The problem was that, instead of calculating the correlation using the actual data points they collected, the Yale researchers first smoothed the data—which removes variability and makes it much easier to predict. Instead of analyzing their raw data—the actual measurements they made, without any manipulation—they decided to analyze data that removed most of the unpredictable parts of their measurement. This is a misleading and inappropriate approach.

You can see this in the screenshots I've got here: the one with just the curves makes it look like all the data lines up nearly perfectly. But that's not the actual measurements. The actual measurements are the dots in the screenshot below--and they don't line up perfectly on the curves at all. What should have been analyzed is the measurements (the dots), not the curves.

https://cdn.psychologytoday.com/sites/default/files/styles/image-article_inline_full_caption/public/field_blog_entry_images/2020-05/screen_shot_2020-05-27_at_12.44.59_pm.png?itok=5XwSX9Fh
Source: Screenshot by A. Danvers

This was immediately pointed out by other researchers on twitter. A small group even tried to reverse engineer the data (through automatic extraction of data from the graph in the paper) and calculate what the appropriate result would be. Their conclusion: somewhere in the neighborhood of 15-40% of the variance in COVID-19 cases explained. In other words, the accuracy reported was off by potentially 84%.

Why do we see Yale researcher, like recent work by Stanford researchers, using sloppy statistics to make over-hyped claims? In part, it’s because of what it takes to become a Yale or Stanford researcher. Being a research professor at an elite U.S. university means continually churning out ground-breaking research findings. Researchers at elite universities work under the Paradigm of Routine Discovery: their colleagues, university officials, granting bodies, and even they themselves seem to expect that big scientific findings can be reliably generated over and over by the same small group of elite researchers. The implicit idea is that a Big Name researcher at a Big Name university can figure out a system or program to routinely push the outer bounds of human knowledge—and if these researchers can’t, the university can always hire another set of researchers who can.

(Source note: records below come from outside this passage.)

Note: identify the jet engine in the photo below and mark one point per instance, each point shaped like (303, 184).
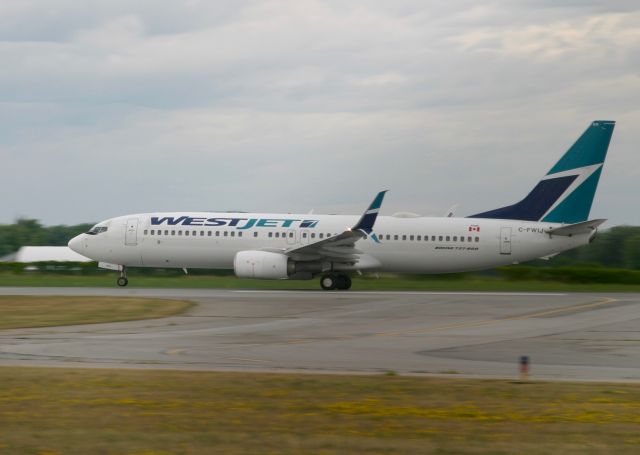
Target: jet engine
(266, 265)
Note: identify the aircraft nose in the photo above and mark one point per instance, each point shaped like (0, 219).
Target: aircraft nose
(77, 244)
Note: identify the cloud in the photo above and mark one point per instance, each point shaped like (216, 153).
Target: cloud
(285, 105)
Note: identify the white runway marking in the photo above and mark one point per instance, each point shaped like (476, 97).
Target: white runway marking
(348, 293)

Yet expecting researchers to deliver ground-breaking new effects every year is out of line with the pace of insight and progress in science. In his book Representing and Intervening, Philosopher of Science Ian Hacking gives a ballpark estimation that all of progress in physics (from Newton up to 1983, when the book was published) was based on 40 effects. Coming out with even one of these in an entire scientific career, therefore, would be a huge accomplishment—never mind one a year (or more) until you’re up for tenure.

My concern is that, when this kind of productivity pressure is placed on researchers, sloppiness becomes inevitable. I believe that you can have poorly done science without having a lot of “bad” scientists. Given the wrong incentive system, you can blindly select for research that is poorly done. In that environment, each level of promotion in the academic chain is potentially weeding out more people who work slowly but carefully—and this effect may be accentuated at elite universities.

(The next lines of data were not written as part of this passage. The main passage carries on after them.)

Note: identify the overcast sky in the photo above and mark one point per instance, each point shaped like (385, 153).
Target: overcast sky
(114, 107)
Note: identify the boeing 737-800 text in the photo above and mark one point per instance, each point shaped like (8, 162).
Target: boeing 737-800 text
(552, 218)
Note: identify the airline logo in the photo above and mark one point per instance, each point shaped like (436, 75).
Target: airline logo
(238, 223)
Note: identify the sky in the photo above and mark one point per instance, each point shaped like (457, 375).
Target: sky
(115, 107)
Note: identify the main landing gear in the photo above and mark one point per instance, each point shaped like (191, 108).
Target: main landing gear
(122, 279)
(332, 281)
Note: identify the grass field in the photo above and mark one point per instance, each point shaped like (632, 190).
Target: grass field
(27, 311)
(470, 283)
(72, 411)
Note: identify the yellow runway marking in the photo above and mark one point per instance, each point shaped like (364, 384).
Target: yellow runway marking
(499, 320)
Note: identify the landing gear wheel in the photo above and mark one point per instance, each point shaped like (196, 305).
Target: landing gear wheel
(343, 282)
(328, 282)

The key takeaway here isn’t that the Yale researchers who conducted the poop study are bad. It’s very thoughtful and creative, and even being able to predict COVID-19 outbreaks with 15% accuracy is useful! The takeaway is that the behavior of scientists is governed by incentives, and these need to be better aligned with the production of high-quality science. Until they are, people need to bear these incentives in mind when they read about new scientific findings.